If you've ever watched an episode of "Madmen", that was the "look" of our family. We were standard Americans. We served in the military, we had values, we paid our taxes, we were good neighbors, my dad coached little league, all the adults smoked, we didn't go to church.
We lived in a cul de sac and the only two girls my age were from religious families. So I hung out with them and went to church and summer camp with them. I remember they always had to go home in the early evenings for family worship. Whenever they would eat at our house, they bowed their heads and silently prayed. They did their homework and practiced their piano without being told. I silently thought we were heathens. Until I got to high school and started to realize that my family was "normal" and started to see that the religious families were not perfect either.
I was invited to some of their family worship time. It was quiet, peaceful and calming. Everyone listened to the father. So when I wanted to do our family/prayer time I thought that we would be magically transformed into these quiet, introspective people. Well, I found out that we are still exactly who we are.

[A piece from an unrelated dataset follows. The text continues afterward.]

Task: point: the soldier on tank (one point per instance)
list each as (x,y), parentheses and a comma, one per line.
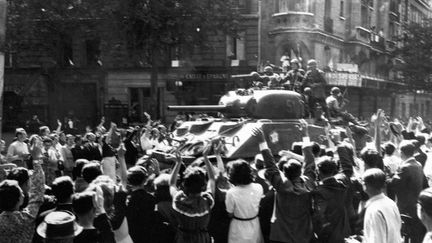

I put an idea of what I wanted our prayer time to look like instead of being open to letting it unfold into "our" very own family worship time. We are still figuring out what that looks like. Some nights it goes very well. We are quiet and grounded and listen and feel and everything falls into place and other nights the kids are bouncing off the walls. I get myself a little caught up in this personal drama. When things go well, I feel proud. When things don't go so well, I feel like I've failed. Then, like a good nurse, I re-evaluate and make a new plan. Either way it is a great time for us to honor our family and each other, through the silence and the chaos. It is a great way for me to look at my own shadow. My hope is that we all learn more about ourselves and derive strength and security from our family time.
Last night we started out family time in our room reading Richard Scarry's Books. They love looking for Goldbug. Whoever found Goldbug got tickled. It was a very happy time until it was time to settle down and get to sleep. I suggest tickling games for the morning. The kids were having a hard time transitioning to quiet and prayer time. So then I started loudly asking for help from our angels to help settle and calm our bodies and our minds and settle me so that I stay grounded to help ground the kids. Kids were still wiggling all over the place so then I started asking for an actual sign that the angels are listening to me and helping us, a sign that our angels are with us (because I was started to lose a little faith). As I'm losing faith, I'm having a personal conversation with myself to continue to have faith, to know everything is in divine order. But really I'm expecting instant results because sometimes instant results happen. Then my little son gets quiet and calm and says to me, "Mom, I want to give you a little kiss".
I accepted his sweet little kiss and then he turned back into a wiggly worm. I lied down and knew that I was to accept this and not try to make it something else. When they fell asleep I turned to my angel cards for some guidance. I pulled the "Creative Writing" card. To express myself in a journal or by writing. Thank you angels for your beautiful, blessed signs. I'm humbled everyday. Many kisses back to you.